制限された装備が嫌なものになる唯一の要因は、制限が偏っているときです。選択肢のうち 2 つが明らかに他より強く、全員が同じ 2 つに収束してしまう場合です。周回をまたいで選択が生き続けるよう、設計は選択肢全体に力を散らさなければなりません。それがうまくいっているとき、プレイヤーを制限することは束縛ではなく機能として感じられます。

2 つの時間の力に身を委ね、それを軸に周回を組み立てるという発想が自分向きに聞こえるなら、[KUTO: The Lock of Time を Steam でウィッシュリストに追加](https://store.steampowered.com/app/4755510)してください。ジャンル全体の文脈が知りたいなら、[ローグライクとは何か](/ja/blog/what-is-a-roguelike)も合わせてどうぞ。


## FAQ
**ゲームにおける装備制限とは何ですか？**
装備制限とは、同時に携行・装備できる武器やアビリティ、アイテムの数が決まっていることを指します。新しいものが欲しければ、すでに持っている何かを手放さなければなりません。上限があることで、すべてを溜め込むのではなく選択が強制されます。

**なぜデザイナーは装備枠に上限を設けるのですか？**
判断に意味を持たせるためです。何でも持てるなら、選択が痛みを伴うことはまずありません。全部持っていけばいいだけです。厳しい上限があると、拾うたびに天秤が生まれます。この新しいものは、今持っているものを失うだけの価値があるか。その天秤の上でこそ、面白い判断が起きます。

**装備制限のあるゲームの例を教えてください。**
Dead Cells は武器とスキルをそれぞれ 2 つまでに制限します。初期の Resident Evil はインベントリの枠数に上限があり、何を持ち歩くかの管理自体がゲームの一部でした。Hades は利用可能なものをすべて並べさせるのではなく、部屋ごとに 1 つの恵みを選ばせます。KUTO: The Lock of Time は、同時に有効なタイムキーを 2 つに制限しています。

**2 枠の装備システムはどう機能しますか？**
より大きなプールからアイテムやアビリティを 2 つ選び、その周回はそれで戦い抜きます。Dead Cells は武器とスキルでこれをやっています。KUTO はタイムキーでやっていて、周回に持ち込む 2 つを選び、残りは置いていきます。2 つという枠が、あらゆる状況に保険をかけるのではなく、プレイスタイルを一つに定めることを強います。

**プレイヤーを制限すると窮屈に感じませんか？**
感じることはあります。選択肢の総数に対して上限が厳しすぎる場合や、その制限を軸に構築する手段が足りない場合です。うまくいっているときは、制限そのものがゲームになります。足りないものではなく、手持ちの 2 つ（あるいは 4 つ、6 つ）で何ができるかという発想に切り替わるのです。

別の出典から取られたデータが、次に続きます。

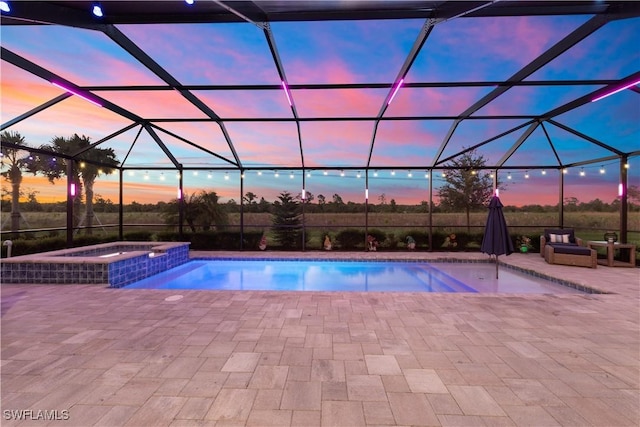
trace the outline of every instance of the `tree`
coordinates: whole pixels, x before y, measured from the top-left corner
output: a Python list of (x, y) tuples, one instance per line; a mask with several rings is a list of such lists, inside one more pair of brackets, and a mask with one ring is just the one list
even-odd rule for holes
[(275, 240), (287, 249), (295, 249), (300, 243), (302, 220), (300, 215), (300, 203), (284, 191), (273, 202), (273, 232)]
[[(229, 224), (225, 207), (219, 201), (220, 198), (215, 191), (202, 190), (198, 193), (184, 193), (183, 221), (187, 223), (191, 232), (197, 232), (198, 227), (203, 230), (222, 229)], [(167, 203), (162, 216), (166, 224), (176, 224), (180, 216), (179, 200), (173, 199)]]
[[(76, 185), (76, 206), (82, 200), (82, 191), (84, 188), (86, 210), (85, 225), (86, 233), (91, 234), (93, 229), (93, 184), (96, 178), (102, 174), (110, 174), (120, 164), (115, 152), (112, 148), (91, 147), (91, 140), (87, 136), (78, 136), (74, 134), (70, 138), (56, 136), (48, 145), (40, 147), (43, 150), (54, 153), (61, 153), (68, 156), (75, 156), (74, 160), (78, 162), (75, 168), (75, 176), (71, 177)], [(85, 151), (82, 151), (85, 150)], [(81, 154), (77, 154), (80, 153)], [(49, 182), (53, 183), (56, 179), (60, 179), (67, 174), (67, 165), (70, 161), (66, 158), (58, 159), (56, 157), (38, 156), (38, 166), (40, 172), (43, 173)]]
[(489, 173), (481, 172), (485, 165), (485, 158), (475, 150), (460, 155), (446, 165), (450, 168), (444, 177), (446, 182), (438, 190), (443, 209), (454, 212), (464, 209), (467, 232), (471, 232), (471, 210), (486, 206), (493, 194), (493, 179)]
[[(11, 143), (26, 148), (24, 137), (18, 132), (4, 131), (0, 135), (2, 144)], [(2, 166), (8, 166), (1, 174), (11, 183), (11, 231), (20, 229), (20, 184), (22, 184), (22, 171), (29, 167), (29, 155), (20, 148), (1, 147)]]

**KUTO: The Lock of Time ではどのタイムキーを持ち込めますか？**
タイムキーは全部で 5 つあります。Recall（巻き戻し）、Dilation（バレットタイムの減速）、Leap（前方への飛躍）、Fracture（重力の破断）、Stillness（自分は動いたまま時間を止める）です。周回には同時に 2 つを持ち込みます。どの 2 つを選ぶかが、その挑戦における移動、戦闘、探索のすべての方針を決めます。

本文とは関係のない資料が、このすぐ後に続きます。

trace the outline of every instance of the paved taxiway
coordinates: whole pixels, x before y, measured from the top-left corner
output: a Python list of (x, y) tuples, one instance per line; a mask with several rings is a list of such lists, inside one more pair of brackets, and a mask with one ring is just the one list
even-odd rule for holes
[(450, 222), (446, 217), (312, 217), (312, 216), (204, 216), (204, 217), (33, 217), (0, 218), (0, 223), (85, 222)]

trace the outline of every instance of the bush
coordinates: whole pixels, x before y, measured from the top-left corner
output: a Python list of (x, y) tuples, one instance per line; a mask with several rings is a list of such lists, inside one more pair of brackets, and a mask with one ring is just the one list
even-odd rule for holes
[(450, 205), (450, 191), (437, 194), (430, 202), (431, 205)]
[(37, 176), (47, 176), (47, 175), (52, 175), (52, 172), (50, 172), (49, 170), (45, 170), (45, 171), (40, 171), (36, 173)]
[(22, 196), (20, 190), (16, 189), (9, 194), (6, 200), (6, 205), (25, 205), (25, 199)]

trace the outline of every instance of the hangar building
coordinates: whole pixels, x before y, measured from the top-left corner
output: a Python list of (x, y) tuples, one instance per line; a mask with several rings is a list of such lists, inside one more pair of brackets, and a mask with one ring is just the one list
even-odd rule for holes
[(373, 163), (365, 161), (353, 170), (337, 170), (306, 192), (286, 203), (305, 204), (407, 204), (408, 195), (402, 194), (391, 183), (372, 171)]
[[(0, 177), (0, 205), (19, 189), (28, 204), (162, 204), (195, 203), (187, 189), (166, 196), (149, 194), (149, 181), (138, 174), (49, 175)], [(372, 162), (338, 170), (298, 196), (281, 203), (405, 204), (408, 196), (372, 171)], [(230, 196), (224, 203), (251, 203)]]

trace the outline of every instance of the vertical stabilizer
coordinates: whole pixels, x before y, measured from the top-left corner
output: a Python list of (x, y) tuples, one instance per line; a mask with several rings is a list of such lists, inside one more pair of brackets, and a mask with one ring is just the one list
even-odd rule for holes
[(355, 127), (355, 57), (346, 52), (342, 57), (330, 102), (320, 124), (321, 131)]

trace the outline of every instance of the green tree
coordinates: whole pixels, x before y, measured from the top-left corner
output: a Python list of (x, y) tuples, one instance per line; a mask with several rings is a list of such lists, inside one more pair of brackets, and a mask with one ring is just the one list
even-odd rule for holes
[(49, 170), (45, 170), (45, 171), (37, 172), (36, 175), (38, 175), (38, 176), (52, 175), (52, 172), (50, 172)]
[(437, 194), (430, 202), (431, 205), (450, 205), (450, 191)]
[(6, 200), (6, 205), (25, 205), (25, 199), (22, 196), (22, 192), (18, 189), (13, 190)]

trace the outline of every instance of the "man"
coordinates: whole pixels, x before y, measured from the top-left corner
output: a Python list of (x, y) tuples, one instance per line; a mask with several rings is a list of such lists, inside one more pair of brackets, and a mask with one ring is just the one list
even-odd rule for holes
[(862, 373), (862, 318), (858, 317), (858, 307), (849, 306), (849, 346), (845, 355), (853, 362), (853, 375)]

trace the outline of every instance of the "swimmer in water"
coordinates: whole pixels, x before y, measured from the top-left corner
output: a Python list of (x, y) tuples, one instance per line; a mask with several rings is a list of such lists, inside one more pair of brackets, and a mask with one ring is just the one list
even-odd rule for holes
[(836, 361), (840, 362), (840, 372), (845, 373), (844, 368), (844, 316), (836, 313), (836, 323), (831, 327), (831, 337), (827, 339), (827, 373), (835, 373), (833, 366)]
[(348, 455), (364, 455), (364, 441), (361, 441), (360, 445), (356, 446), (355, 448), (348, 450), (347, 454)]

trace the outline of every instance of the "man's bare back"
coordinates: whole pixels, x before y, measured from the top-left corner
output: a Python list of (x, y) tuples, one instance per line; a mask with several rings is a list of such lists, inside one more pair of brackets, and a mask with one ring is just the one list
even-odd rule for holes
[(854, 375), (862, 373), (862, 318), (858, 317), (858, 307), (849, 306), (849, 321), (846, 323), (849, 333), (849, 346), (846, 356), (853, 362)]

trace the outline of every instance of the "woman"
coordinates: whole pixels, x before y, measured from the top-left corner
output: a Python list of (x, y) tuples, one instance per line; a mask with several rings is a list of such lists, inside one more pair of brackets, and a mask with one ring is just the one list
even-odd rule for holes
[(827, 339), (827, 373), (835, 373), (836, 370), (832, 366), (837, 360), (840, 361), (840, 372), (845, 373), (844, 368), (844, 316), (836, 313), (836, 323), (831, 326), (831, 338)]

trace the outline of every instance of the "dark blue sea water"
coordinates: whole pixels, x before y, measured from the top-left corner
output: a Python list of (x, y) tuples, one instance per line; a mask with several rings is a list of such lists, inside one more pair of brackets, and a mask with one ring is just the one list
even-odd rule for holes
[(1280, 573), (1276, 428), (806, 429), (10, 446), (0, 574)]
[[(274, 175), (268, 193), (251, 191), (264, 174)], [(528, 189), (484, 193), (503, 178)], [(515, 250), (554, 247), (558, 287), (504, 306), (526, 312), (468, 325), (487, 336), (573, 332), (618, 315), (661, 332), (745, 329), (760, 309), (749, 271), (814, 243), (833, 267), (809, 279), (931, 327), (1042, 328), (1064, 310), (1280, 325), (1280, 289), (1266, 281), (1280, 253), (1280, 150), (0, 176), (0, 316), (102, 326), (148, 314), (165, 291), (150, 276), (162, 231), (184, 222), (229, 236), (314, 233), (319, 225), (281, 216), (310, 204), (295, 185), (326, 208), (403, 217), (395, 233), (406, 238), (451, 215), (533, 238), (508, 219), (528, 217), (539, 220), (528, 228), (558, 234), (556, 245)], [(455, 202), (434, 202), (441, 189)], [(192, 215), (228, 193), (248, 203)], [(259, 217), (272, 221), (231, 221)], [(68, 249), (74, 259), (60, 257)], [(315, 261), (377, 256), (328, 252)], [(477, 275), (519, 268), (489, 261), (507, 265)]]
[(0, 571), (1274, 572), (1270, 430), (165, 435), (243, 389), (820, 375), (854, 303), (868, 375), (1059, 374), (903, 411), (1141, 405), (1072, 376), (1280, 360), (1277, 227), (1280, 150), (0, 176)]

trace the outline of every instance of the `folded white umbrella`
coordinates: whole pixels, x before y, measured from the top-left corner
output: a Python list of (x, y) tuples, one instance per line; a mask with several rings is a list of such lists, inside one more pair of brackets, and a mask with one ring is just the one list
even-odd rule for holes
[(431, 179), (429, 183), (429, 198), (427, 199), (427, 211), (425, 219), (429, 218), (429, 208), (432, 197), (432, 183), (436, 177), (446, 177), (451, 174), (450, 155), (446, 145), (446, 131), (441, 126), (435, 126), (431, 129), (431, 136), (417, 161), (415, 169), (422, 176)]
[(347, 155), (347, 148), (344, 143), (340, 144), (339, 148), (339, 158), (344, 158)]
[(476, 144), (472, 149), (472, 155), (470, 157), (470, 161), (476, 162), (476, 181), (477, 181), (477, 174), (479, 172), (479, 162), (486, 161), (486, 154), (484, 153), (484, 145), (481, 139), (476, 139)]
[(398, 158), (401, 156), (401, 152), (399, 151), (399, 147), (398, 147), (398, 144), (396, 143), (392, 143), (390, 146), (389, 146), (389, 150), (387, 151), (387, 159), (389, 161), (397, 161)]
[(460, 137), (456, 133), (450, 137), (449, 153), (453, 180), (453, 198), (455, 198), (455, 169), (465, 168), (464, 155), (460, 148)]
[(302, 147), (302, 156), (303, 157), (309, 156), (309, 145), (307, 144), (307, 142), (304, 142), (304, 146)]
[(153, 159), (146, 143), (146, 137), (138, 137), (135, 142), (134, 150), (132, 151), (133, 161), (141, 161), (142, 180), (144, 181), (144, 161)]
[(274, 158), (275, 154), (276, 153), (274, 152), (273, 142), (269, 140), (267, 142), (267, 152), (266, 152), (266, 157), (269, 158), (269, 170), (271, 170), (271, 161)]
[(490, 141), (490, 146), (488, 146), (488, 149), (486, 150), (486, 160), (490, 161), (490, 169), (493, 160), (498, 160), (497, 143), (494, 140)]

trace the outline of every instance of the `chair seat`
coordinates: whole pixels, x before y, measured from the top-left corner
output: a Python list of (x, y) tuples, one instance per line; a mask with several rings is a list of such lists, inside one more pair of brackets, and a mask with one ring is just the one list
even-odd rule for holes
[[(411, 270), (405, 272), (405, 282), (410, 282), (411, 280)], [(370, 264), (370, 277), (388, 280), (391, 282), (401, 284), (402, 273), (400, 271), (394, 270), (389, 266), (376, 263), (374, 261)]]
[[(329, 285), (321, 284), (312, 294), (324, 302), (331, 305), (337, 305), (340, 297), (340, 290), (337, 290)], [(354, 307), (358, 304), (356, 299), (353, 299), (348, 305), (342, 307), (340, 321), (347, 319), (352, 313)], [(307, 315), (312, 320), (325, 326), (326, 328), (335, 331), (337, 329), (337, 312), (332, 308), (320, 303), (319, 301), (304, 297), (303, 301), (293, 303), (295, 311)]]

**ローグライクでは周回の途中で装備を変更できますか？**
ゲームによります。店や休息地点で自由に入れ替えられるものもあれば、周回が始まったら固定されるものもあります。KUTO では周回と周回の間に Temporal Forge でタイムキーを入れ替えられますが、周回中は選んだ 2 つに縛られます。その拘束が、一つひとつの周回を別物にしている要素の一部です。

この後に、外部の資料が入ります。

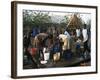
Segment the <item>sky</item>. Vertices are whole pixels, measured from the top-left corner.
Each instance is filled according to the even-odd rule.
[[[30,11],[32,11],[32,10],[28,10],[28,11],[30,14],[31,13]],[[65,20],[64,16],[67,16],[70,19],[70,17],[74,14],[73,12],[57,12],[57,11],[54,11],[54,12],[43,11],[42,13],[49,13],[48,15],[51,16],[52,22],[57,22],[57,23],[60,23],[62,20]],[[91,20],[90,13],[78,13],[78,14],[79,14],[79,17],[85,23],[87,23],[88,20]]]
[[[70,19],[70,17],[73,15],[73,13],[51,12],[49,15],[53,16],[53,17],[55,16],[55,19],[53,19],[53,20],[60,22],[60,20],[63,20],[64,16],[68,16],[68,18]],[[87,23],[88,20],[91,20],[91,14],[89,14],[89,13],[79,13],[79,17],[82,18],[82,20],[85,23]]]

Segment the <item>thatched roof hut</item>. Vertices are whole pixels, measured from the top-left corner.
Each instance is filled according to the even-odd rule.
[[[69,23],[67,25],[68,29],[77,29],[81,28],[81,26],[82,26],[81,18],[78,17],[78,14],[73,14],[69,19]]]

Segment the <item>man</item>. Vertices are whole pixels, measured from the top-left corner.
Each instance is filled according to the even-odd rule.
[[[88,48],[88,32],[87,32],[87,29],[86,29],[86,24],[84,24],[84,28],[82,30],[82,35],[83,35],[83,43],[84,43],[83,53],[85,54],[86,51],[88,51],[88,53],[90,53],[90,49]]]
[[[76,36],[77,36],[77,37],[80,37],[80,35],[81,35],[81,31],[80,31],[80,29],[78,28],[78,29],[76,29]]]

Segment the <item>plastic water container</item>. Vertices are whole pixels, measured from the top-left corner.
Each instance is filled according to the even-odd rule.
[[[49,60],[49,57],[50,57],[50,53],[44,53],[44,60]]]
[[[70,50],[66,50],[64,53],[63,53],[63,58],[65,60],[70,60],[72,58],[72,52]]]
[[[28,48],[28,51],[32,56],[34,56],[37,53],[37,48]]]

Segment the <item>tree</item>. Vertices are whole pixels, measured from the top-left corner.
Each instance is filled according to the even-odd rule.
[[[23,10],[23,26],[32,26],[32,11]]]
[[[23,26],[24,28],[39,27],[42,24],[51,23],[49,12],[24,10],[23,11]]]
[[[91,28],[91,20],[89,19],[88,21],[87,21],[87,29],[90,29]]]
[[[60,26],[65,28],[67,24],[68,24],[68,16],[64,16],[64,19],[61,20],[60,22]]]
[[[32,22],[35,25],[41,25],[44,23],[50,23],[51,17],[48,15],[49,13],[43,13],[41,11],[39,12],[33,12],[32,14]]]

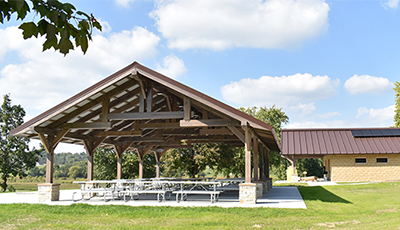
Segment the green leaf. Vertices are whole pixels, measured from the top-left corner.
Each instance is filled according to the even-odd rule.
[[[61,7],[68,15],[71,15],[73,12],[74,12],[74,10],[76,10],[76,8],[72,5],[72,4],[69,4],[69,3],[64,3],[64,4],[62,4],[62,7]]]
[[[58,34],[58,29],[53,24],[47,24],[46,39],[47,40],[55,39],[57,41],[56,37],[57,34]]]
[[[57,24],[58,22],[58,10],[52,10],[50,11],[50,13],[48,14],[48,18],[50,19],[50,21],[52,21],[54,24]]]
[[[96,29],[102,31],[102,27],[101,27],[100,23],[97,22],[97,21],[93,22],[93,27],[95,27]]]
[[[39,31],[39,33],[40,33],[40,35],[44,35],[44,34],[47,34],[47,25],[48,25],[49,23],[46,21],[46,20],[44,20],[44,19],[41,19],[39,22],[38,22],[38,31]]]
[[[88,31],[89,30],[89,23],[85,20],[81,20],[79,21],[79,28],[81,28],[82,30]]]
[[[86,51],[87,51],[87,49],[89,47],[87,37],[85,35],[83,35],[83,36],[80,37],[79,41],[80,41],[79,43],[80,43],[81,50],[82,50],[83,54],[86,54]]]
[[[46,40],[43,43],[43,51],[50,49],[51,47],[53,47],[54,49],[57,49],[57,37],[55,39],[51,39],[51,40]]]
[[[22,35],[24,39],[28,39],[32,36],[37,37],[39,33],[38,27],[33,22],[22,23],[18,28],[23,30]]]
[[[64,54],[64,56],[69,53],[69,50],[74,49],[72,42],[69,40],[69,34],[67,30],[64,30],[61,34],[61,39],[58,43],[58,49],[60,50],[60,53]]]
[[[82,12],[82,11],[77,11],[76,13],[77,13],[78,15],[84,15],[84,16],[87,18],[87,20],[90,21],[90,16],[89,16],[87,13]]]
[[[37,7],[34,8],[34,10],[39,12],[41,18],[45,17],[46,15],[48,15],[50,13],[50,9],[48,9],[44,5],[38,5]]]

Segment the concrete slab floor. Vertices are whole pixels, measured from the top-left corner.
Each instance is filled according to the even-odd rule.
[[[129,205],[129,206],[171,206],[171,207],[242,207],[242,208],[301,208],[306,209],[307,206],[303,201],[297,187],[279,186],[273,187],[262,198],[257,199],[257,204],[240,204],[238,192],[227,192],[221,194],[218,202],[211,203],[209,195],[189,195],[187,201],[176,202],[175,196],[171,196],[170,200],[158,202],[155,194],[140,195],[139,200],[122,200],[107,199],[104,201],[102,197],[94,197],[90,200],[72,201],[72,194],[79,190],[61,190],[60,200],[46,202],[48,205],[71,205],[74,203],[83,203],[90,205]],[[80,198],[79,195],[75,196]],[[76,199],[75,198],[75,199]],[[0,204],[12,203],[29,203],[39,204],[38,192],[16,192],[1,193]]]

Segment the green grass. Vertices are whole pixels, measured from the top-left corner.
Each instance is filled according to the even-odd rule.
[[[0,229],[396,229],[400,183],[298,186],[308,209],[0,205]]]
[[[78,184],[73,184],[74,180],[55,180],[54,183],[61,184],[61,189],[79,189]],[[28,192],[28,191],[37,191],[38,184],[45,183],[44,181],[39,182],[26,182],[23,180],[17,180],[16,182],[8,182],[8,185],[11,185],[15,188],[17,192]]]

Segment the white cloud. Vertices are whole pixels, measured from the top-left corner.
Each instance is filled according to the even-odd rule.
[[[150,13],[170,48],[293,48],[329,27],[324,0],[159,0]]]
[[[299,106],[298,109],[313,109],[313,104],[305,105],[305,101],[327,100],[336,94],[339,79],[332,80],[328,76],[312,76],[311,74],[294,74],[291,76],[259,79],[245,78],[221,87],[226,101],[241,106]],[[300,103],[300,104],[299,104]]]
[[[381,95],[392,90],[392,87],[393,84],[387,78],[369,75],[358,76],[355,74],[344,83],[344,88],[353,95]]]
[[[316,117],[322,118],[322,119],[330,119],[332,117],[340,117],[342,114],[340,112],[330,112],[330,113],[323,113],[323,114],[317,114]]]
[[[399,6],[399,1],[400,0],[387,0],[383,3],[383,7],[385,9],[391,8],[391,9],[397,9]]]
[[[182,59],[170,54],[163,59],[162,66],[157,65],[157,71],[171,78],[177,78],[186,73],[187,69]]]
[[[1,69],[0,95],[11,93],[13,103],[38,112],[135,60],[154,57],[160,40],[148,30],[135,27],[108,37],[95,35],[86,55],[77,49],[64,57],[51,50],[42,52],[43,39],[23,40],[16,27],[0,30],[0,38],[0,47],[6,47],[3,57],[7,52],[16,52],[20,58],[20,64]]]
[[[128,7],[131,2],[134,2],[135,0],[115,0],[117,5],[120,5],[122,7]]]
[[[365,107],[358,108],[356,118],[362,120],[369,126],[391,126],[393,125],[393,117],[395,114],[395,106],[391,105],[381,109],[367,109]]]

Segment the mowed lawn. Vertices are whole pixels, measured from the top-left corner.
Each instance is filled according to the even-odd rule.
[[[398,229],[400,183],[298,187],[308,209],[0,205],[1,229]]]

**装備枠が 2 つであることが多いのはなぜですか？**
2 つは本物の天秤を強いるには十分に小さく（全部は絶対に持てません）、それでいてシナジーや組み合わせを考えられる程度には大きいからです。1 つでは硬直しすぎ、5 つでは制限がないのと変わらなくなってきます。2 という数は手にもよく対応します。左右に一つずつです。

**装備制限は再プレイ性を高めますか？**
高めます。どの周回も同じ装備を同じ順で使うなら、ゲームはすぐに反復的になります。5 つ（あるいは 20 個）のプールから 2 つに絞られていれば、何を選んだかによって周回は自然と違う遊びになります。同じビルドを再演しているのではなく、設計空間の別の一角を探索していることになるのです。